Que signifie rester fidèle au nom des Nations Unies ? L’expression Nations Unies est apparue pour la première fois dans une déclaration signée en janvier 1942 par 26 alliés qui combattaient l’Allemagne et le Japon. Les Gouvernements signataires se sont engagés à ne pas signer séparément d’accords de paix et à apporter une contribution maximale à l’effort de guerre. À la fin de la guerre, 21 pays supplémentaires avaient signé la déclaration. Seuls les États signataires ont été invités à assister à la Conférence des Nations Unies sur l’Organisation internationale qui a débuté le 25 avril 1945 au Civic Center de San Francisco.

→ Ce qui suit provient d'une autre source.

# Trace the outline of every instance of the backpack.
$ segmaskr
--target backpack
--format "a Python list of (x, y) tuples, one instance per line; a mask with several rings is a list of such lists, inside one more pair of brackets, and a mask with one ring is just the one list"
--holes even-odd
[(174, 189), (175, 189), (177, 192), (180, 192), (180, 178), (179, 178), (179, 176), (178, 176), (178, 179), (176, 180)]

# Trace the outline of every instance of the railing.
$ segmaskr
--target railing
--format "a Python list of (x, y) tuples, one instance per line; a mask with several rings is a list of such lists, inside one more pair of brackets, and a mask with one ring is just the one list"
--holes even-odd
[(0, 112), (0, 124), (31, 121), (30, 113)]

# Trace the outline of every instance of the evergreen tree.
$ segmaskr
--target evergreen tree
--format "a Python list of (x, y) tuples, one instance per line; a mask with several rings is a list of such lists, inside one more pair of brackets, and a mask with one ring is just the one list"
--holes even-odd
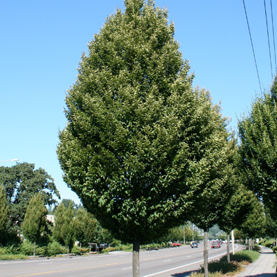
[(55, 224), (53, 229), (53, 237), (60, 244), (64, 244), (62, 229), (64, 224), (64, 213), (66, 208), (62, 203), (58, 205), (55, 211)]
[(140, 244), (186, 221), (222, 186), (226, 123), (208, 91), (193, 89), (167, 10), (125, 6), (82, 56), (57, 155), (84, 207), (133, 244), (138, 276)]
[(0, 243), (5, 244), (9, 211), (7, 206), (4, 188), (0, 185)]
[(88, 213), (84, 208), (79, 208), (76, 217), (74, 219), (74, 224), (75, 239), (82, 245), (87, 247), (89, 243), (95, 242), (97, 220), (93, 215)]
[(64, 244), (67, 247), (67, 253), (74, 244), (74, 215), (72, 201), (69, 202), (69, 208), (64, 213), (64, 222), (61, 229), (62, 238)]
[(44, 205), (57, 203), (54, 195), (60, 194), (53, 178), (42, 168), (35, 169), (33, 163), (17, 163), (12, 167), (0, 167), (0, 184), (3, 184), (10, 211), (10, 222), (17, 232), (23, 222), (27, 206), (39, 192)]
[(47, 209), (44, 204), (42, 195), (39, 193), (31, 198), (22, 224), (23, 235), (30, 242), (34, 243), (34, 256), (35, 244), (45, 229), (46, 214)]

Bien que la guerre n’ait pas encore été gagnée, les délégués des nations alliées se sont réunis à San Francisco pour élaborer la Charte des Nations Unies. Les États-Unis ont pris à leur charge les dépenses liées à la Conférence et furent l’un des quatre pays qui ont parrainé l’événement (Les autres étant le Royaume-Uni, l’Union soviétique et la Chine.) La Conférence a pris fin le 26 juin 1945, lorsque la Charte a été ouverte à la signature. Elle s’est inscrite dans la prolongation des réunions qui s’étaient tenues entre ces quatre pays à Dumbarton Oaks, en 1944, et à Moscou et à Téhéran, en 1943.

Mais la Conférence de San Francisco était différente, car elle a rapidement mis en lumière les nombreux traits caractéristiques de la nouvelle Organisation des Nations Unies, y compris sa souplesse et son caractère inclusif. Lors de la première réunion du comité directeur, le Ministre des Affaires étrangères soviétique Vyacheslav Molotov et le Secrétaire d’état britannique aux Affaires étrangères Anthony Eden se sont prononcés contre la rotation de la présidence du comité entre les quatre gouvernements car cela donnait l’impression qu’ils allaient dominer la conférence dès le début. Le jour suivant, le Premier Ministre canadien William Lyon Mackenzie King a repris la proposition, déclarant que cette conférence était différente. « Le pouvoir, toutefois, n’est pas exclusive- ment concentré entre les mains de […] quatre ou cinq États », a-t-il indiqué et « la Conférence ne devrait pas partir de cette hypothèse2 ». W. King et les autres délégués étaient déterminés à ce que San Francisco ne soit pas un autre Versailles.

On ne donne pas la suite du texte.